Реш обернулся, чтобы указать мне на диван, и я протянул ему руку.
– Ну здравствуй, волчище, – сказал он, тоскливо осклабившись. Свободная рука его опять качнулась ко мне для отечески-братского пожатия плеча, но стиснула мой бицепс слабо, с ощущением: осталось мало жизни, утерян изначальный смысл наших игр – хотя могло казаться, что именно теперь началось для нас самое важное, время новой, другой, справедливой войны. Надо двигаться, жить, подымать в небо новых птенцов, не давать убивать наших женщин, детей, каждый должен вложиться всей силою, но – совершенно нет времени на воспитание настоящих воздушных убийц; для того, чтоб поставить птенцов на крыло, нужен год, а я заявился за мясом для новой эскадры сегодня, и мы оба с ним знаем, чем это закончится.

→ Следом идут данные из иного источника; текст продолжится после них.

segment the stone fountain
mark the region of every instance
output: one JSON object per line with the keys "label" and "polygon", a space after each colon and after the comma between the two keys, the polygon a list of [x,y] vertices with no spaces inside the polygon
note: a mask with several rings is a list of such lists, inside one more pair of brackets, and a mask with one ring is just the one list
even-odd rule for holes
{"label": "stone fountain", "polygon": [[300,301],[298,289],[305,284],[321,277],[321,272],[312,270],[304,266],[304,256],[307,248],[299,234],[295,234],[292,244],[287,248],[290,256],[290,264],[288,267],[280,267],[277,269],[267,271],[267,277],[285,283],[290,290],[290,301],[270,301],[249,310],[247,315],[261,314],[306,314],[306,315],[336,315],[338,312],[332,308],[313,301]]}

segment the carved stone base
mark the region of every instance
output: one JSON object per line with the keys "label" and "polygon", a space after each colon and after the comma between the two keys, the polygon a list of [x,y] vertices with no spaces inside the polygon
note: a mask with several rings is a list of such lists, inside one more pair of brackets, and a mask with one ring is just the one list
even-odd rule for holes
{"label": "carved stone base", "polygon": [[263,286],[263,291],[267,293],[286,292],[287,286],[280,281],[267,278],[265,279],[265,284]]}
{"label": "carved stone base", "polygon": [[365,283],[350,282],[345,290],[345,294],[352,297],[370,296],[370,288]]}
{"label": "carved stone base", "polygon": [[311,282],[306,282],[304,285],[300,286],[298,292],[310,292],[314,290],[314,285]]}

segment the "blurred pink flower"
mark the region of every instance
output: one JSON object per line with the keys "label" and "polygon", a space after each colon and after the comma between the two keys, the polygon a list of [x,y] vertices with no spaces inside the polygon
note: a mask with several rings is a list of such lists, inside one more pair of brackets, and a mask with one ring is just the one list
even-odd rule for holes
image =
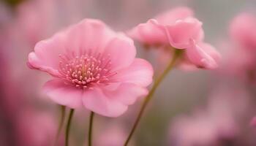
{"label": "blurred pink flower", "polygon": [[[222,46],[224,54],[220,72],[248,82],[256,82],[256,16],[243,12],[230,25],[230,40]],[[238,55],[239,58],[238,58]]]}
{"label": "blurred pink flower", "polygon": [[244,49],[256,50],[256,15],[243,12],[230,23],[230,34],[237,45]]}
{"label": "blurred pink flower", "polygon": [[53,145],[57,123],[48,113],[25,112],[16,118],[18,145]]}
{"label": "blurred pink flower", "polygon": [[[132,38],[146,45],[171,46],[184,50],[181,64],[184,69],[215,69],[219,54],[203,42],[202,23],[187,7],[178,7],[140,23],[127,32]],[[170,48],[170,47],[169,47]]]}
{"label": "blurred pink flower", "polygon": [[216,91],[206,108],[174,120],[169,135],[174,145],[222,145],[240,134],[239,123],[248,112],[249,96],[243,90],[225,89]]}
{"label": "blurred pink flower", "polygon": [[100,133],[97,135],[96,146],[120,146],[124,145],[127,134],[120,124],[107,126],[101,128]]}
{"label": "blurred pink flower", "polygon": [[44,91],[56,103],[117,117],[152,82],[151,64],[135,55],[132,39],[86,19],[38,42],[28,64],[56,77]]}

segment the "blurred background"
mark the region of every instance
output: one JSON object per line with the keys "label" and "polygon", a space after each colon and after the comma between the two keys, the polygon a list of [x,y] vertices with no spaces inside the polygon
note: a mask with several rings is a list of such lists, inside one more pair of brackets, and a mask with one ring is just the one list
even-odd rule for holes
{"label": "blurred background", "polygon": [[[206,42],[222,53],[222,61],[214,71],[171,72],[148,107],[131,145],[256,145],[256,131],[250,126],[256,115],[256,80],[225,69],[235,64],[228,60],[235,45],[230,40],[230,23],[242,12],[256,15],[255,0],[1,0],[0,145],[45,146],[54,141],[60,111],[41,90],[50,77],[26,65],[38,41],[86,18],[127,31],[179,6],[195,11],[203,23]],[[156,53],[135,45],[138,56],[159,72]],[[240,54],[234,58],[239,61]],[[122,145],[140,103],[117,118],[97,115],[95,145]],[[81,109],[75,114],[72,145],[86,145],[88,112]],[[59,145],[64,145],[61,139]]]}

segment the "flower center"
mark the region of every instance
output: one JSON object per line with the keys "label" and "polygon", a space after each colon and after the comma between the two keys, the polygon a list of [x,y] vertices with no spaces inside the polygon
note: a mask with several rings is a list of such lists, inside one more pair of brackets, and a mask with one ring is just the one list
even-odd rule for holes
{"label": "flower center", "polygon": [[78,88],[91,88],[93,84],[108,85],[111,72],[110,55],[101,53],[84,54],[69,57],[59,55],[59,72],[61,77]]}

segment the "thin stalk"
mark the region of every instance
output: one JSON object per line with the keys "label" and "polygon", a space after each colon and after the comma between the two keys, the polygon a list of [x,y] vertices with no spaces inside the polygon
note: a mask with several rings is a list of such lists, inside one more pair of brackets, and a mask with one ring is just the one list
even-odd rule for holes
{"label": "thin stalk", "polygon": [[56,137],[54,145],[57,145],[59,137],[59,135],[61,134],[61,131],[64,121],[65,119],[66,107],[64,105],[60,105],[60,110],[61,110],[61,118],[59,120],[59,128],[58,128],[57,134]]}
{"label": "thin stalk", "polygon": [[94,112],[91,112],[89,119],[89,128],[88,131],[88,146],[92,145],[92,128],[94,124]]}
{"label": "thin stalk", "polygon": [[70,130],[71,121],[73,117],[74,111],[75,111],[74,109],[71,109],[69,112],[69,118],[68,118],[67,127],[66,127],[65,146],[69,145],[69,130]]}
{"label": "thin stalk", "polygon": [[137,128],[137,126],[140,120],[140,118],[141,118],[141,117],[144,112],[144,110],[145,110],[146,106],[148,105],[149,101],[152,99],[152,96],[153,96],[154,92],[156,91],[157,87],[159,85],[161,82],[164,80],[164,78],[169,73],[169,72],[173,68],[173,66],[176,64],[176,62],[177,61],[177,58],[178,58],[178,57],[180,56],[181,53],[182,53],[181,50],[175,49],[175,53],[174,53],[173,56],[171,61],[170,61],[168,66],[165,69],[165,71],[162,72],[162,74],[156,80],[154,84],[153,85],[152,88],[151,89],[148,96],[145,98],[145,99],[142,104],[139,114],[138,115],[136,120],[135,120],[135,122],[134,123],[134,124],[132,126],[132,130],[129,132],[128,138],[127,139],[127,140],[124,145],[124,146],[128,145],[128,143],[129,143],[129,140],[131,139],[134,132],[135,131],[135,129],[136,129],[136,128]]}

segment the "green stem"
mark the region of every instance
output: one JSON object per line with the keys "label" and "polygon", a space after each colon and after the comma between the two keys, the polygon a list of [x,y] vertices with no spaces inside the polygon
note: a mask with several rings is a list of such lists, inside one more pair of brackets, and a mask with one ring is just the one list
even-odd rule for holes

– Значит, ваши мальчишки лишаются девственности прямо в школе. Наверное, нет ничего зазорного в том, чтобы стать мужчиной с проституткой. В конце концов, и мы когда-то начинали с податливой добычи, а потом уже переходили на гордых, норовистых красавиц. Но попользоваться инвалидкой, которая даже морду тебе расцарапать не может, а вернее, сперва покалечить, а потом изнасиловать… – Я уселся напротив и глядел ему прямо в глаза – без презрения, но и без жалости. – Это кто же придумал такую методу?

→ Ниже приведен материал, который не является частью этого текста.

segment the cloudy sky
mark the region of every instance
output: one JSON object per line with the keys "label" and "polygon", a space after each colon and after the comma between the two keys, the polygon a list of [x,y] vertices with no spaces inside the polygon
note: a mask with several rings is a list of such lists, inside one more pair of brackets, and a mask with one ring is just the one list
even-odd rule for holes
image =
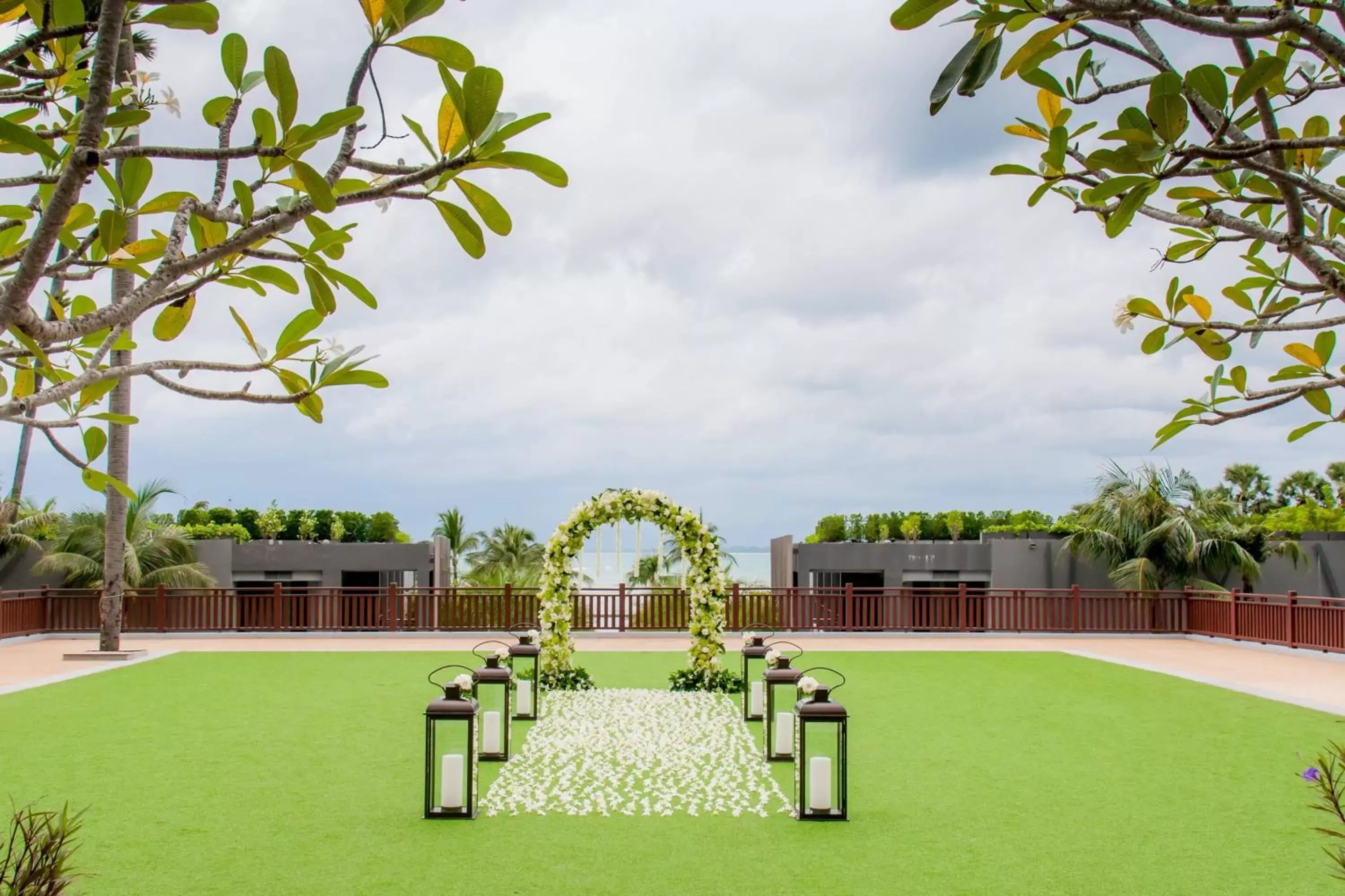
{"label": "cloudy sky", "polygon": [[[894,32],[893,3],[449,3],[418,31],[503,71],[502,109],[554,114],[511,148],[560,161],[570,187],[479,176],[515,222],[480,261],[421,204],[355,212],[344,269],[381,306],[347,300],[321,334],[379,353],[391,388],[330,392],[316,426],[137,384],[133,482],[167,478],[183,496],[169,509],[390,509],[418,537],[453,505],[473,528],[545,535],[629,485],[761,544],[827,512],[1060,513],[1108,458],[1210,481],[1232,461],[1283,474],[1337,459],[1330,430],[1284,443],[1297,414],[1149,453],[1208,373],[1189,353],[1145,357],[1111,324],[1118,298],[1162,293],[1166,232],[1107,240],[1063,200],[1026,208],[1026,180],[989,177],[1030,161],[1001,128],[1034,117],[1034,91],[995,81],[929,118],[966,35]],[[300,120],[340,105],[366,39],[355,0],[219,5],[250,67],[268,43],[286,50]],[[147,140],[213,140],[199,109],[225,91],[218,39],[163,42],[153,67],[186,114],[156,117]],[[404,113],[432,129],[433,67],[389,51],[377,73],[394,133]],[[421,153],[414,138],[377,150]],[[1206,278],[1210,294],[1228,282]],[[307,298],[203,296],[172,351],[243,360],[229,302],[274,336]],[[27,492],[94,497],[46,446]]]}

– Восемь из десяти. Ты же знаешь. При режиме, в котором мы вынуждены обучать их, восемь из десяти погибают на фронте за первые две-три недели, – включилось звуковоспроизводящее устройство, в сто пятый раз проигрывая для себя заезженную грампластинку оправдания. – Как младенцы от разных инфекций в девятнадцатом веке, как в Африке.
– Значит, вы продолжаете дело Пастера и Коха? – Я без улыбки принял у него налитый с краями бокал коньяка.
– Я обучаю их работать рычагами. Но не чувствовать зверя, не чувствовать ручку и педали ивана, как собственные. Ты же знаешь, что этому можно научиться лишь там. Это была моя идея, – раздельно выговорил он. – По-моему, я излагал ее тебе еще под Керчью, вскоре после того, как твой Эрих и мой Август погибли. Мальчишка, который знает толк в рычагах и маневре, но ни разу не видел живого ивана, – тот же самый щенок. Шарит в небе подслепыми глазками. А мальчишка, который провел тридцать – сорок учебных боев с настоящим матерым, образованным русским, – это уже другое дело. В каком-то смысле он уже прошел естественный отбор. К нам в плен попало много классных летчиков. Зачем же нам морить их голодом в шталагах? Ну разумеется, я думал исключительно о тренировочных боях. Так сказать, в чистом виде. Нормальном. Изучить русский стиль, их машины. Дать нашим мальчикам возможность пересдачи. Первоначально я вообще предполагал сотрудничество с пленными – ну да, сделать их чем-то вроде наших штатных инструкторов. В обмен на жизнь и сытную кормежку. Я полагал, что многие из них на это согласятся. А резать безоружных… – Реш поглядел в окно на всю свою теперешнюю жизнь, как на рожающую нечто четвероногое, мохнатое, обезображенную криком человеческую самку. – Короче, я послал записку в отдел боевой подготовки. Мою идею сочли здравой, но нуждающейся в доработке. И оберштурмбаннфюрер Майгель доработал ее.